[BioC] R: Puma question
Manca Marco (PATH)
m.manca at maastrichtuniversity.nl
Thu Oct 21 11:28:09 CEST 2010
Dear Richard and dear BioC fellows
I'm following up on my previous help request.
I have corrected the flaw in my phenoData which now looks as follows:
> phenoData(Data)
An object of class "AnnotatedDataFrame"
sampleNames: 090320 Blanche 02_(MoGene-1_0-st-v1).CEL, 090320 Blanche 13_(MoGe
ne-1_0-st-v1).CEL, ..., 090320 Blanche 30_(MoGene-1_0-st-v1).CEL (12 total)
varLabels and varMetadata description:
Group: Group
Angiotensin: Angiotensin administration
> pData(Data)
Group Angiotensin
02_(MoGene-1_0-st-v1).CEL WT 0
13_(MoGene-1_0-st-v1).CEL WT 0
23_(MoGene-1_0-st-v1).CEL WT 0
07_(MoGene-1_0-st-v1).CEL KO 0
08_(MoGene-1_0-st-v1).CEL KO 0
18_(MoGene-1_0-st-v1).CEL KO 0
31_(MoGene-1_0-st-v1).CEL WT 1
10_(MoGene-1_0-st-v1).CEL WT 1
11_(MoGene-1_0-st-v1).CEL WT 1
09_(MoGene-1_0-st-v1).CEL KO 1
20_(MoGene-1_0-st-v1).CEL KO 1
30_(MoGene-1_0-st-v1).CEL KO 1
But still puma is giving me the same error:
> Data.mmgmos<-mmgmos(Data)
Error in exprs(object)[mmIndex, ] <- value :
NAs are not allowed in subscripted assignments
I have also performed RMA normalization as a reference, as suggested Richard, and that is running fine:
> Data.rma<-rma(Data)
Background correcting
Normalizing
Calculating Expression
> Data.rma
ExpressionSet (storageMode: lockedEnvironment)
assayData: 34760 features, 12 samples
element names: exprs
phenoData
sampleNames: 090320 Blanche 02_(MoGene-1_0-st-v1).CEL, 090320 Blanche 13_(MoGe
ne-1_0-st-v1).CEL, ..., 090320 Blanche 30_(MoGene-1_0-st-v1).CEL (12 total)

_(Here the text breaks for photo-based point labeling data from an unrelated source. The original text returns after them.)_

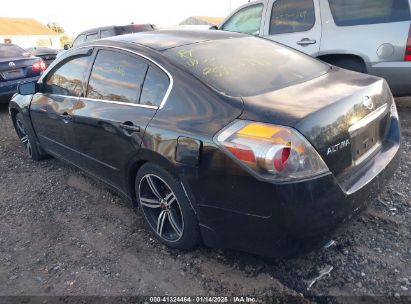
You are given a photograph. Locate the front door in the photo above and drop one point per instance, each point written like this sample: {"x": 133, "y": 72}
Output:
{"x": 112, "y": 117}
{"x": 52, "y": 109}
{"x": 295, "y": 23}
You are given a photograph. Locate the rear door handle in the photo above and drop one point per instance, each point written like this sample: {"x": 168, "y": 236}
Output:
{"x": 306, "y": 41}
{"x": 129, "y": 126}
{"x": 66, "y": 117}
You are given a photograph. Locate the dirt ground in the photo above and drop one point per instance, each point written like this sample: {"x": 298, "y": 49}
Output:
{"x": 63, "y": 233}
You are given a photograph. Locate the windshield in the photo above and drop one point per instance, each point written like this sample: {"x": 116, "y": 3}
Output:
{"x": 9, "y": 51}
{"x": 246, "y": 66}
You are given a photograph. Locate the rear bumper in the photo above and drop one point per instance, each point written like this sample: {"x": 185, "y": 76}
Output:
{"x": 8, "y": 88}
{"x": 397, "y": 74}
{"x": 288, "y": 219}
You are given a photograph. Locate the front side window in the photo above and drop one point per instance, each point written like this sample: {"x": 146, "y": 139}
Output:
{"x": 67, "y": 79}
{"x": 290, "y": 16}
{"x": 155, "y": 87}
{"x": 360, "y": 12}
{"x": 246, "y": 20}
{"x": 116, "y": 77}
{"x": 80, "y": 39}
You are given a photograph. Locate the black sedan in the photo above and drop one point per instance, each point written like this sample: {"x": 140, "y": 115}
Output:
{"x": 17, "y": 66}
{"x": 229, "y": 139}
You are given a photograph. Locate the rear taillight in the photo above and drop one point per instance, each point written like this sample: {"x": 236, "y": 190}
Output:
{"x": 38, "y": 66}
{"x": 408, "y": 47}
{"x": 271, "y": 152}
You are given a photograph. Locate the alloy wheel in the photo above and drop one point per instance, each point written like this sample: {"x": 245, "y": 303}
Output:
{"x": 24, "y": 137}
{"x": 161, "y": 208}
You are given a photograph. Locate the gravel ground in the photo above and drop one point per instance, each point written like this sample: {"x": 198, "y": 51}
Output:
{"x": 62, "y": 233}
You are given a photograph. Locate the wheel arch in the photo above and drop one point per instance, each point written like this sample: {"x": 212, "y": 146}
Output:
{"x": 332, "y": 57}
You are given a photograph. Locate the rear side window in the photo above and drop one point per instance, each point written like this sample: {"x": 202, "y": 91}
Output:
{"x": 116, "y": 77}
{"x": 106, "y": 33}
{"x": 246, "y": 20}
{"x": 68, "y": 78}
{"x": 289, "y": 16}
{"x": 155, "y": 87}
{"x": 92, "y": 37}
{"x": 253, "y": 66}
{"x": 360, "y": 12}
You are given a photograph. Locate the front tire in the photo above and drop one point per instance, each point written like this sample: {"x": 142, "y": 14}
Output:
{"x": 27, "y": 138}
{"x": 166, "y": 208}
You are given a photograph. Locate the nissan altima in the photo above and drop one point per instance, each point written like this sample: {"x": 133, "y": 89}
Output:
{"x": 218, "y": 137}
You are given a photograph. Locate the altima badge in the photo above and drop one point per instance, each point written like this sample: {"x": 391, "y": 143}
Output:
{"x": 367, "y": 102}
{"x": 338, "y": 147}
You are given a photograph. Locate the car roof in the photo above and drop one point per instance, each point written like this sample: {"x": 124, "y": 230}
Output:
{"x": 165, "y": 39}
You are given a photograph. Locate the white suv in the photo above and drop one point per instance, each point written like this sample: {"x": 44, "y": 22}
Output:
{"x": 368, "y": 36}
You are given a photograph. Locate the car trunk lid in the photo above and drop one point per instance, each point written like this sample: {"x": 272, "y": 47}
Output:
{"x": 343, "y": 114}
{"x": 16, "y": 68}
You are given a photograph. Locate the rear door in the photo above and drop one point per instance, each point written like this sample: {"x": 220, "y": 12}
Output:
{"x": 52, "y": 109}
{"x": 112, "y": 117}
{"x": 295, "y": 23}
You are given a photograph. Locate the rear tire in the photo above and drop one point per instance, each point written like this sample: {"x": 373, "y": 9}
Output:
{"x": 27, "y": 138}
{"x": 166, "y": 208}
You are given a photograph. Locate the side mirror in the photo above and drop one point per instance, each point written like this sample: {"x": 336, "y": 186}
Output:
{"x": 28, "y": 88}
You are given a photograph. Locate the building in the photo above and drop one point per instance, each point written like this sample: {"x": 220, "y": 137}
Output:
{"x": 27, "y": 32}
{"x": 202, "y": 20}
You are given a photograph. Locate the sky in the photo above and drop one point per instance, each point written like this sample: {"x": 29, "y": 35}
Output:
{"x": 78, "y": 15}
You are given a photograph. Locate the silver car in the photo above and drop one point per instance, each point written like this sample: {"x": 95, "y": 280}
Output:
{"x": 368, "y": 36}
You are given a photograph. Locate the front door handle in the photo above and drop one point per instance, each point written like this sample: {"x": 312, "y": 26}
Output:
{"x": 129, "y": 126}
{"x": 306, "y": 41}
{"x": 66, "y": 117}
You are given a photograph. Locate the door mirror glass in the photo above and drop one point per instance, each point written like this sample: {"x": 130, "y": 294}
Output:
{"x": 28, "y": 88}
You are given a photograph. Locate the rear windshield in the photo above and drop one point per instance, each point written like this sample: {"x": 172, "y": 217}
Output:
{"x": 360, "y": 12}
{"x": 246, "y": 66}
{"x": 7, "y": 51}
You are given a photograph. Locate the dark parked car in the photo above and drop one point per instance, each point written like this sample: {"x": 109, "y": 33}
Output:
{"x": 47, "y": 54}
{"x": 17, "y": 66}
{"x": 109, "y": 31}
{"x": 232, "y": 139}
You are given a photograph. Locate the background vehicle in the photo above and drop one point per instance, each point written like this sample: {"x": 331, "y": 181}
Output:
{"x": 248, "y": 143}
{"x": 47, "y": 54}
{"x": 17, "y": 66}
{"x": 109, "y": 31}
{"x": 370, "y": 36}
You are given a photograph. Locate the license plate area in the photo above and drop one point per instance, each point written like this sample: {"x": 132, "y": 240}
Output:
{"x": 366, "y": 135}
{"x": 12, "y": 74}
{"x": 365, "y": 142}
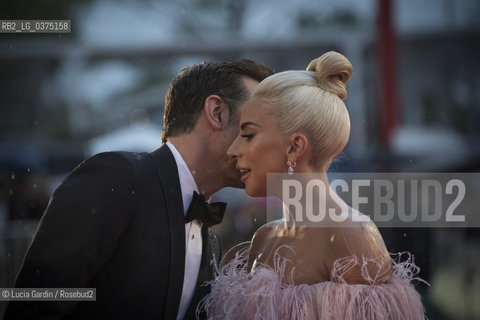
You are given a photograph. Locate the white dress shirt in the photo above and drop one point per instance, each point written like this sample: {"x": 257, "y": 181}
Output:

varLabels and varMetadata description:
Group: Group
Angiotensin: Angiotensin administration
featureData
featureNames: 10338001, 10338003, ..., 10608724 (34760 total)
fvarLabels and fvarMetadata description: none
experimentData: use 'experimentData(object)'
Annotation: mogene10sttranscriptcluster.db
> phenoData(Data.rma)
An object of class "AnnotatedDataFrame"
sampleNames: 090320 Blanche 02_(MoGene-1_0-st-v1).CEL, 090320 Blanche 13_(MoGe
ne-1_0-st-v1).CEL, ..., 090320 Blanche 30_(MoGene-1_0-st-v1).CEL (12 total)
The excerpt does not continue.